New advances and techniques have made cataract surgery one of the most successful and life-improving surgical procedures performed. We offer the latest procedures available to help remove cataracts and restore your vision, including the placement of intraocular lenses. Most cataract surgeries are performed on an outpatient basis and more than 98 percent of surgeries improve vision.
During cataract surgery, the eye's natural lens is removed and replaced with an intraocular lens, or IOL. Since being approved by the FDA in 1981, IOLs have offered an effective alternative for cataract patients. Prior to the use of IOLs, cataract patients had to where very thick eyeglasses or special contact lenses in order to see after the natural lenses were removed during surgery.
The Choice is Yours
It can take months or years for a cataract to fully develop. How do you know when it's time to have a cataract removed? The answer is quite simple. The time to have your cataract removed is when you believe your quality of life would be better if you could see better. Only you can decide when it's time to open your eyes to a brighter, clearer world.

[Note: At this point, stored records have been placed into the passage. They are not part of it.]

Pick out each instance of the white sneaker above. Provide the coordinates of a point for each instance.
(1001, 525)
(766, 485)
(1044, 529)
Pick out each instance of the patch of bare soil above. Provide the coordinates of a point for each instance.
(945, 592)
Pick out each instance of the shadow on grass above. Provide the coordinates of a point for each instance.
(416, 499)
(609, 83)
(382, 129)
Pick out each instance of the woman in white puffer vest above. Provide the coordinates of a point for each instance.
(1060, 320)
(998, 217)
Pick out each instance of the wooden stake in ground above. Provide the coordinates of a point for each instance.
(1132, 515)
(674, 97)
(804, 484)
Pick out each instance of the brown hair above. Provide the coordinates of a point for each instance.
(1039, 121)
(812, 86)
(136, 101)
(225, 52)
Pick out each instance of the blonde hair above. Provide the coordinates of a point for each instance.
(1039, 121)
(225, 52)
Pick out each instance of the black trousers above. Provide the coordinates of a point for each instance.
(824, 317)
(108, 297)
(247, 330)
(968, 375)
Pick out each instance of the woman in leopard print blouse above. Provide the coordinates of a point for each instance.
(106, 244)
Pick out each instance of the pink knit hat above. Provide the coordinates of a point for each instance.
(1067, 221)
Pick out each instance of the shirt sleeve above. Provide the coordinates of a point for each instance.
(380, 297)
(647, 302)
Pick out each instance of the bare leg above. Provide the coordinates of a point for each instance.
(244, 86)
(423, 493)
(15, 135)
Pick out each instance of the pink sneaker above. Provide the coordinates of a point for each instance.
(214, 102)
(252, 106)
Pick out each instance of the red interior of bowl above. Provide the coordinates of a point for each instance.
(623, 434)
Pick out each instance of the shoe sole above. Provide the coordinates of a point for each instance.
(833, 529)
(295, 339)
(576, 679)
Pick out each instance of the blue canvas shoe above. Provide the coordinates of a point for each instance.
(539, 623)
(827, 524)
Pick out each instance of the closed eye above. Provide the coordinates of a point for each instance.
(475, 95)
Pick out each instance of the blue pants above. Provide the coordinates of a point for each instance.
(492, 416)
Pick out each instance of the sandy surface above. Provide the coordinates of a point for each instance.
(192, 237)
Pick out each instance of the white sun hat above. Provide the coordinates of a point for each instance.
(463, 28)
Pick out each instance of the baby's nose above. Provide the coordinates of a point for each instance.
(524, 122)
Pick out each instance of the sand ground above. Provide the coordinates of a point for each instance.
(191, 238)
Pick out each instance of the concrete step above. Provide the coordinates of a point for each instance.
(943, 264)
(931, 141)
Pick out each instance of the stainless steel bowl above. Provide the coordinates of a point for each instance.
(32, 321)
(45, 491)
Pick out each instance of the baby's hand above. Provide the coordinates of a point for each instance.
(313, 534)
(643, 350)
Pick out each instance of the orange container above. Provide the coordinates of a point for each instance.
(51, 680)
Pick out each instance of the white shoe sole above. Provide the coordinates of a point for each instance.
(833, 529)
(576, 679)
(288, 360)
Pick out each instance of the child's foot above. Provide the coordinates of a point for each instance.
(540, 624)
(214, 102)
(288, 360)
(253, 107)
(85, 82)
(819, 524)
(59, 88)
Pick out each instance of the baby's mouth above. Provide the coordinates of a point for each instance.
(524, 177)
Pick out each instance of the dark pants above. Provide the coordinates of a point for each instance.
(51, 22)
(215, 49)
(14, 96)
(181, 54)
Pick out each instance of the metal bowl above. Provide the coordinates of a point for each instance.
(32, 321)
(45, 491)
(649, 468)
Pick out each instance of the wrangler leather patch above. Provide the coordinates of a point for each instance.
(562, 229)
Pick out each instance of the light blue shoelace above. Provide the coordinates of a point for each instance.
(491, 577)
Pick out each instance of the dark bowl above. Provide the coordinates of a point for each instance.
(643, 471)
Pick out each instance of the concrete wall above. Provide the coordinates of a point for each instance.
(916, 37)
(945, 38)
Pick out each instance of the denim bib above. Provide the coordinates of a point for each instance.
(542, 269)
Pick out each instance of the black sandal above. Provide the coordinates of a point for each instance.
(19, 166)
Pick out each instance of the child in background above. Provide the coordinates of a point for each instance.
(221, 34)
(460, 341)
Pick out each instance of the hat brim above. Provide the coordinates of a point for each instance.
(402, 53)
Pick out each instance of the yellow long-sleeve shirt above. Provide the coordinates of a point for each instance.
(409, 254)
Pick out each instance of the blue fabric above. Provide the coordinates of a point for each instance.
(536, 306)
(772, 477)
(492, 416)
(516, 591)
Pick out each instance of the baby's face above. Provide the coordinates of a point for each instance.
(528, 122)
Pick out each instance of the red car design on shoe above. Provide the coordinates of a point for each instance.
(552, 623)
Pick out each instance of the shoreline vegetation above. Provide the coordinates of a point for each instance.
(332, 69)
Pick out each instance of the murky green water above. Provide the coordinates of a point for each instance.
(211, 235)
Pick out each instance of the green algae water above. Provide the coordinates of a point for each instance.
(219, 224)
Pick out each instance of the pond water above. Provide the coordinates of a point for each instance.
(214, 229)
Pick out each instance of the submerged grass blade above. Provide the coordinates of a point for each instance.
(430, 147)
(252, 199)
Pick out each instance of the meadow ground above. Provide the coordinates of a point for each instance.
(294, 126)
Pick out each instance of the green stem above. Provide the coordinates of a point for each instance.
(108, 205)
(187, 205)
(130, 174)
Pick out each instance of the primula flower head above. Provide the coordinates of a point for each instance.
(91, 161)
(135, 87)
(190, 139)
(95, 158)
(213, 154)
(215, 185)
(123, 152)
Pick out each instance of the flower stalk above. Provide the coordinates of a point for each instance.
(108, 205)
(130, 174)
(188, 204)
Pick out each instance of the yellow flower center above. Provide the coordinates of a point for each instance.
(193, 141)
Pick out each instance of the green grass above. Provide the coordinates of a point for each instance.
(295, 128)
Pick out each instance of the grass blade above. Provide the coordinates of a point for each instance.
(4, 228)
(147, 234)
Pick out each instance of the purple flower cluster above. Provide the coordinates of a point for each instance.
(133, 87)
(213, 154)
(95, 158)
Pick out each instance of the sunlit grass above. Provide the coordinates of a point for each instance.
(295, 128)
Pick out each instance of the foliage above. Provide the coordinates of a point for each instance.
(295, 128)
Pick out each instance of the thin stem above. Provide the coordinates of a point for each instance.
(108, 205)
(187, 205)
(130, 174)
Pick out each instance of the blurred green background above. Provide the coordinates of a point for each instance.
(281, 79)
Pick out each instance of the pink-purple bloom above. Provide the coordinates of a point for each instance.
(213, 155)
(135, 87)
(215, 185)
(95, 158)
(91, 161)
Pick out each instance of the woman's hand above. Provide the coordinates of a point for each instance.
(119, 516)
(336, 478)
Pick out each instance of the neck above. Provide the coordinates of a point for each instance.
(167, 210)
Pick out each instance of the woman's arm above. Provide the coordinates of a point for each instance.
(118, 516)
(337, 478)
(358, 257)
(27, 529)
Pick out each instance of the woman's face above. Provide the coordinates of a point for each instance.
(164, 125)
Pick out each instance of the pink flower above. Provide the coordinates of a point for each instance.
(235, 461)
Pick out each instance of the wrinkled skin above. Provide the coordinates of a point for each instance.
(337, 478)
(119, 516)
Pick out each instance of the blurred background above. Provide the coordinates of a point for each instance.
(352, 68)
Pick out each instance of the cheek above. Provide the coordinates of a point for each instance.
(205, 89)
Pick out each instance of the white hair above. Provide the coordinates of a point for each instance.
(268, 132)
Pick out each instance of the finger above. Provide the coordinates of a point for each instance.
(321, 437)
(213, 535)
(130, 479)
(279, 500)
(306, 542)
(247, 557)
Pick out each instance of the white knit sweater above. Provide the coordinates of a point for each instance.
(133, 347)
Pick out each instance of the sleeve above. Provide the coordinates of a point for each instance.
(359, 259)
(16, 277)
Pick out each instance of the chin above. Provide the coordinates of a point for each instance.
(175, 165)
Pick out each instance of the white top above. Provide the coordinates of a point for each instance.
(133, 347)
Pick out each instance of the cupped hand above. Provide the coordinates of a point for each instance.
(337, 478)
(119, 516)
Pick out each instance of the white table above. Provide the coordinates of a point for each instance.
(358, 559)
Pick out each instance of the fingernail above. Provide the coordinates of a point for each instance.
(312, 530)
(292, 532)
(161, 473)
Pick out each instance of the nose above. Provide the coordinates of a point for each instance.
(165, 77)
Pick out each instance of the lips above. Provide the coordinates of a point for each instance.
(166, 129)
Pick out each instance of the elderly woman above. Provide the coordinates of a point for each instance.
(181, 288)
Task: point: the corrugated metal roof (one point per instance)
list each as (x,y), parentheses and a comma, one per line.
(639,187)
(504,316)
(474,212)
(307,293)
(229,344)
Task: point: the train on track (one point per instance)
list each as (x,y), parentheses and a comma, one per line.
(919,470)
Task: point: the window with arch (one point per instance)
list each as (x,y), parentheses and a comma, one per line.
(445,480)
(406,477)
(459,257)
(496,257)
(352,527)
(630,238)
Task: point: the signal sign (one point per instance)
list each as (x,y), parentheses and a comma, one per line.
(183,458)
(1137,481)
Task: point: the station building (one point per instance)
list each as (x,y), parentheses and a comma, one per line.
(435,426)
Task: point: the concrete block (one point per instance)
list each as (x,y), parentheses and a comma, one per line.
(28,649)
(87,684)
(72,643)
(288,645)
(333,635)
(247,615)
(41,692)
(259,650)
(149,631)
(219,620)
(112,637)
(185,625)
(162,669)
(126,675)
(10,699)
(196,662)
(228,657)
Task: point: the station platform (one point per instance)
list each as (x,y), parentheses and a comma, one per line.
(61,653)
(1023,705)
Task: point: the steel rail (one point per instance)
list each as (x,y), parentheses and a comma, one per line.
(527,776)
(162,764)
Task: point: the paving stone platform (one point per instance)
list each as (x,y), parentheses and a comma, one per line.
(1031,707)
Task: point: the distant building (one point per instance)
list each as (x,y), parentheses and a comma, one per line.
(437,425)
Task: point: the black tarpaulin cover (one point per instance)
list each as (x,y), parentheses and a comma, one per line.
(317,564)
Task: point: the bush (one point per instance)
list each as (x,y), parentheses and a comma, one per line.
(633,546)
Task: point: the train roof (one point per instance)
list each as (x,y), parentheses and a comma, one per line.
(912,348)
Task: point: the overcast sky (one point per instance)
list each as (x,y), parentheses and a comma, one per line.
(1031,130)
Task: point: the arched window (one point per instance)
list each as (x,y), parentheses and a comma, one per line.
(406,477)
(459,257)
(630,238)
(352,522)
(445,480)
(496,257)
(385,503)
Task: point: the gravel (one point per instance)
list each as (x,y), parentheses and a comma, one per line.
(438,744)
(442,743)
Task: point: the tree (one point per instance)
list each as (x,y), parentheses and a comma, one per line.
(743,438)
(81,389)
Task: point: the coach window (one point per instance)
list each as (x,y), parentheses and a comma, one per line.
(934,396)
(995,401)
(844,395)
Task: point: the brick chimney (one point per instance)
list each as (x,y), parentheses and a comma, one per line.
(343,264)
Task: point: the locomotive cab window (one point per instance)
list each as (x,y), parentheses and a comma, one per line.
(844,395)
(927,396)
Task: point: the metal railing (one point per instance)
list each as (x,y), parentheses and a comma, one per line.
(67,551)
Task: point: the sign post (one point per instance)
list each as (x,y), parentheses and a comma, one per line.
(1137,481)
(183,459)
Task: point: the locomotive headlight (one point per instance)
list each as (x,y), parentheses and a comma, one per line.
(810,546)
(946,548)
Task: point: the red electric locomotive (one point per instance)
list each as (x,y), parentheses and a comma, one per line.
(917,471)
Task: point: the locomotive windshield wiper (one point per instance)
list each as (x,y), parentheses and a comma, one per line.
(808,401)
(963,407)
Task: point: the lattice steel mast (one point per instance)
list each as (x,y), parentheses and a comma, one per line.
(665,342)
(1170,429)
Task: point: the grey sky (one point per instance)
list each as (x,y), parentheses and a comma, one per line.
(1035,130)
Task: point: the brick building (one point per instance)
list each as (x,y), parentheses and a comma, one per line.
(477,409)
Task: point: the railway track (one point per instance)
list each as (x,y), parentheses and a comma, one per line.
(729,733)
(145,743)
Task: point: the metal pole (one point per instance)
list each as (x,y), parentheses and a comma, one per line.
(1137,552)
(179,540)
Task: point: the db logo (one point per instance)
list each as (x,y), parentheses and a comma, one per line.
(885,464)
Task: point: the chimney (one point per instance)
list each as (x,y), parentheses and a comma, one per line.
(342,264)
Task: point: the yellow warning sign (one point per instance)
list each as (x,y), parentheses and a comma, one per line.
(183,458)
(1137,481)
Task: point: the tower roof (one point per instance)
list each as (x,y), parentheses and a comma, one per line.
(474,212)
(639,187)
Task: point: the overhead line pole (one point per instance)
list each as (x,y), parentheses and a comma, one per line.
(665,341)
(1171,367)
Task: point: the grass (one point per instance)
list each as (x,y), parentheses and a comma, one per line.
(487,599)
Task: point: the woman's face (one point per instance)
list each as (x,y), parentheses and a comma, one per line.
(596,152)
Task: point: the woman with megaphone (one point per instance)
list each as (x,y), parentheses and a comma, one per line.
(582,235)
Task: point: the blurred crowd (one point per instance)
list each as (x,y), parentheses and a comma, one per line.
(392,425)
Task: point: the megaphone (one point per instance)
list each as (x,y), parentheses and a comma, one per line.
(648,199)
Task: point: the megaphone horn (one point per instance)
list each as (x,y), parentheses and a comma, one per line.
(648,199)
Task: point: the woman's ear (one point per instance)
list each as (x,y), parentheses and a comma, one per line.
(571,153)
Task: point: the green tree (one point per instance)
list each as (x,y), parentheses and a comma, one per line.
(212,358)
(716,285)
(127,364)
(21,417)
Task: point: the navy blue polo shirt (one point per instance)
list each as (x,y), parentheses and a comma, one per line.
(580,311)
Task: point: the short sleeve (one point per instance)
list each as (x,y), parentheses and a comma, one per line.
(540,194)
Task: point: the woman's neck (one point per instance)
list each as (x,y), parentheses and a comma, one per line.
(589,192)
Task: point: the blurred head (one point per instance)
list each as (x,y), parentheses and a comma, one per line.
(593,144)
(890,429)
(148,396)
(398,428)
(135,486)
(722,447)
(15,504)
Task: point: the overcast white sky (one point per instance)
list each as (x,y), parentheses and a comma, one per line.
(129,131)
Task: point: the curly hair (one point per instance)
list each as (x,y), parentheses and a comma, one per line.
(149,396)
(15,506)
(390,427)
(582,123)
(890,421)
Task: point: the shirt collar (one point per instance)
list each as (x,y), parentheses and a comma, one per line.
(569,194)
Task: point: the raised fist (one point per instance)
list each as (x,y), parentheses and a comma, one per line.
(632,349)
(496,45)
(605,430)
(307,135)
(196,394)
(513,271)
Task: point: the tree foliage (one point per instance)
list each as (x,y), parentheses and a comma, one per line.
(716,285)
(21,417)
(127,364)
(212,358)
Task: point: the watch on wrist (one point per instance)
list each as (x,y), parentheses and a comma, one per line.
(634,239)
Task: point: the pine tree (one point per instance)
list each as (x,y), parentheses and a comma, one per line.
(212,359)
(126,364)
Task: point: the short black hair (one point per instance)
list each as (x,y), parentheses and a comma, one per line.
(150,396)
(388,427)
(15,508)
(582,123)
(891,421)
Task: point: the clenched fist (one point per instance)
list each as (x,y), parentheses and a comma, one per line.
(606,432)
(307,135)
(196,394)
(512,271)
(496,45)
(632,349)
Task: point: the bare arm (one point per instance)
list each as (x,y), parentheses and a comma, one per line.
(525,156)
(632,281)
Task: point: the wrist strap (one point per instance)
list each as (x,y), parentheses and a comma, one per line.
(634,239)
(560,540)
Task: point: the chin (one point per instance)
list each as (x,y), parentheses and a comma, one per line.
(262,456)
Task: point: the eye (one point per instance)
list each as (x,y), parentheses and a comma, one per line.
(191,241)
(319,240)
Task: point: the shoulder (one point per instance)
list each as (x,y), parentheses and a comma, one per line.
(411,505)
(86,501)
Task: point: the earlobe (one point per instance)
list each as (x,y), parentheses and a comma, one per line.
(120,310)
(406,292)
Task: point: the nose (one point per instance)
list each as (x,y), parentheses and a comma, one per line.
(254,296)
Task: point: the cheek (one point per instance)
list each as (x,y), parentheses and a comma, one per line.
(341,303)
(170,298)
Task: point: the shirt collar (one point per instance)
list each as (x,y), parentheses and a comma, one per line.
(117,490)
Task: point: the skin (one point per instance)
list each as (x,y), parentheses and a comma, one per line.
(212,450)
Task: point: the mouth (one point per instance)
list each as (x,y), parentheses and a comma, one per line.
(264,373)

Types of Intraocular Lenses (IOLs)
Conventional IOLs are only monofocal, offering patients vision at only one distance (typically far), and still requiring them to use corrective lenses for reading and close work. Now, there are new multifocal IOLs available, which provide patients the ability to see well at more than one distance without the use of glasses or contacts. Other types of IOLs available are: Toric IOLs for people with astigmatisms and Blue Light-Filtering IOLs, which help to filter UV light rays.